Define the entry point#

File: src/pyexample_mcp/__main__.py

# Copyright (C) 2025 - 2026 ANSYS, Inc. and/or its affiliates.
# SPDX-License-Identifier: Apache-2.0
#
#
# Licensed under the Apache License, Version 2.0 (the "License");
# you may not use this file except in compliance with the License.
# You may obtain a copy of the License at
#
# http://www.apache.org/licenses/LICENSE-2.0
#
# Unless required by applicable law or agreed to in writing, software
# distributed under the License is distributed on an "AS IS" BASIS,
# WITHOUT WARRANTIES OR CONDITIONS OF ANY KIND, either express or implied.
# See the License for the specific language governing permissions and
# limitations under the License.

"""Entry point for running PyExample MCP server."""

import sys

from ansys.common.mcp.logging_config import setup_logging
from pyexample_mcp import app

# Import tools to register them with the app
import pyexample_mcp.tools  # noqa: F401


def main():
    """Run the PyExample MCP server."""
    # Setup logging
    setup_logging(level="INFO")

    # Run the server (app instance already has tools registered)
    app.run()

    return 0


if __name__ == "__main__":
    sys.exit(main())

Configure the package#

File: pyproject.toml

[build-system]
requires = ["flit_core >=3.2,<4"]
build-backend = "flit_core.buildapi"

[project]
name = "pyexample-mcp"
version = "0.1.0"
description = "MCP server for PyExample"
readme = "README.md"
requires-python = ">=3.10,<4"
license = { file = "LICENSE" }

dependencies = [
    "ansys-common-mcp>=0.0.1",
    "numpy>=2.0",
    "pandas>=3.0",
    "matplotlib>=3.0",
]

[project.scripts]
pyexample-mcp = "pyexample_mcp.__main__:main"

Run the example#

Install the package in a virtual environment using pip:

pip install .

Then, start the server using the entry point:

python -m pyexample_mcp

Another option is to configure the server in VS Code for easier development and debugging.
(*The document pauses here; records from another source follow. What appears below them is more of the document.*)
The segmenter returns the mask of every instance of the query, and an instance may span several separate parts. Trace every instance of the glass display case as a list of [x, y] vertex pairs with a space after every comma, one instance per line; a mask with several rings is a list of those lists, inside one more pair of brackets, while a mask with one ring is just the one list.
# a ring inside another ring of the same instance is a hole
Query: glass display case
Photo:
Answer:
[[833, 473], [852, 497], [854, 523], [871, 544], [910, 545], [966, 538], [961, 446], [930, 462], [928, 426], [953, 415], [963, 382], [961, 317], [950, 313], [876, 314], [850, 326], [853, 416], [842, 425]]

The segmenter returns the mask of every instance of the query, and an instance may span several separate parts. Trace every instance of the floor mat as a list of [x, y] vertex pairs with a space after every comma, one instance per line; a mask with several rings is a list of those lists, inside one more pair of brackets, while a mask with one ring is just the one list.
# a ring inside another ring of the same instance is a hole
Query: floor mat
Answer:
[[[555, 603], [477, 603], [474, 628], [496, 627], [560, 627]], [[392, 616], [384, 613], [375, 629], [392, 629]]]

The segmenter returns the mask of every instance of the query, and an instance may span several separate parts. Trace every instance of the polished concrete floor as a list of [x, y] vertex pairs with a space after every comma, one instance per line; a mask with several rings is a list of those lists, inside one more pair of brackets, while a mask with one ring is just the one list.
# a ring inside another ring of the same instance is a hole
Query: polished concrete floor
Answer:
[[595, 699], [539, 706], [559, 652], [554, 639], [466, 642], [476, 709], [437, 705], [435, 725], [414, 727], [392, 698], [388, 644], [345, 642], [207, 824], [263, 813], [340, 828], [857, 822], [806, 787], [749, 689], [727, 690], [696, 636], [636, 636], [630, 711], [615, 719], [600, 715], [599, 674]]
Create a file .vscode/mcp.json with the following content:

{
        "servers": {
                "pyexample-mcp": {
                        "type": "stdio",
                        "command": ".\\.venv\\Scripts\\python.exe",
                        "args": ["-m", "pyexample_mcp"]
            }
        }
}

The server will start and communicate via stdio, ready to accept MCP requests from AI clients.